Other issues, like logistics, air power, long range artillery – well, we’ll have to deal with that, too. But we haven’t even added dragons and wizards to the mix yet.​
 

I do question numbers. Humans could probably field an army of 100 million if it came out to all-out war.

Stepping a bit back but... no-way, no-how.

I think you vastly underestimate the logistics behind extending force. Those people have to be moved, supplied with gear, and, most importantly, fed.

This Thanksgiving, it is estimated that 42 million Americans will travel 50 miles or more from home. And that travel is distributed over the entire nation, not all at one spot - it is spread through all the planes, trains, and highways, and it'll still be massively crowded.

Now, try to move more than double the number of people, and put them all in one spot, so most of them are traveling a lot more than 50 miles. There is no place on the planet set up to handle that kind of influx in anything like short order. In addition, continuously move a hundred million gallons of water and a three hundred million pounds of food *EACH DAY* to those people. And, get all these people their guns, and medical care for when they've been rent asunder by an ogre...

Oh, and move and feed all the people to support the fighters, as well.

No. That's just not happening.
 

I think you vastly underestimate the logistics behind extending force. Those people have to be moved, supplied with gear, and, most importantly, fed.
I thought that would be one of the most terrifying advantages of a monstrous army. How do you feed an army of monsters? Not by bringing along rations...
 

I thought that would be one of the most terrifying advantages of a monstrous army. How do you feed an army of monsters? Not by bringing along rations...

That hadn't occurred to me, but you're right. Gives them a good motivation to advance, rather than retreat. If you retreat, you're leaving dinner behind on the battlefield.
 

Fantasy monsters- at least certain ones- would benefit greatly from "The Dodo Effect"- the creatures of this world may simply not recognize them for the threat they are, making them easy prey, at least initially.

Imagine, for instance, a necromancer releasing a single Shadow (or another caster summoning a demon that could spawn) inside a major metropolitan area. By the time the threat is recognized, the battle for that city may have passed the tipping point.

Assuming, arguenndo, that this world's forces can even combat such beings.

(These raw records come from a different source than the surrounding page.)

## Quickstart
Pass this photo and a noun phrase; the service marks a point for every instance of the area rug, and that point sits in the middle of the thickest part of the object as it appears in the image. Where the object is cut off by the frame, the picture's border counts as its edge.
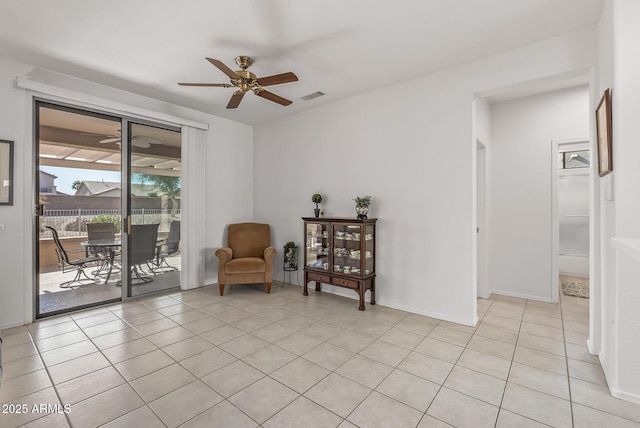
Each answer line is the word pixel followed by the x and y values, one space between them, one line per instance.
pixel 575 286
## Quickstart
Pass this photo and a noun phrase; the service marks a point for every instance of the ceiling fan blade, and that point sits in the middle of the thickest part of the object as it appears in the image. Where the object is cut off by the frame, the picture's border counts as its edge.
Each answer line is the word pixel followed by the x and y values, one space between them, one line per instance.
pixel 235 99
pixel 215 85
pixel 110 140
pixel 226 70
pixel 276 79
pixel 273 97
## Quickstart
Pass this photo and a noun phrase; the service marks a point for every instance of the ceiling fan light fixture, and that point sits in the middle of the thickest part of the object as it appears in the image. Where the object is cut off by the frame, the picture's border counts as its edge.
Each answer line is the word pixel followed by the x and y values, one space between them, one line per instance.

(See Terry Brooks' Knight of the Word books to see how THAT plays out.)
 
Last edited:

Imagine, for instance, a necromancer releasing a single Shadow (or another caster summoning a demon that could spawn) inside a major metropolitan area. By the time the threat is recognized, the battle for that city may have passed the tipping point.

Yah. Everyone talks about how the modern military could drop a tacnuke. The other side of that is a shadow or wight teleported into NYC's Central Park.
 

Stepping a bit back but... no-way, no-how.

I went to look up the numbers ... and 100 million is a low estimate. We've been there, done that. That's how many people the world had under arms in WWII. No, not on one battlefield, and that includes support... but the population of Faerûn is less than 50 million (FRCS, 3ed). We can win a battle of attrition.

Imagine, for instance, a necromancer releasing a single Shadow (or another caster summoning a demon that could spawn) inside a major metropolitan area. By the time the threat is recognized, the battle for that city may have passed the tipping point.

What are their goals? That's the equivalent of dropping a nuke on a city, except that turns the enemy civilians into creatures that can destroy your troops on a touch and is spreading from city to city. Unless you've got serious magical backup, that could burn the invaders.

Not only that, if we haven't started using nukes, we will. Oh, and do they have DNA, because biological warfare is back on the table, and goblin-specific plagues are now looking amazingly safe. If they thought they could keep any country uninvolved or neutral, I don't think any nation is going to be comfortable while the invaders are dropping spawning undead in cities.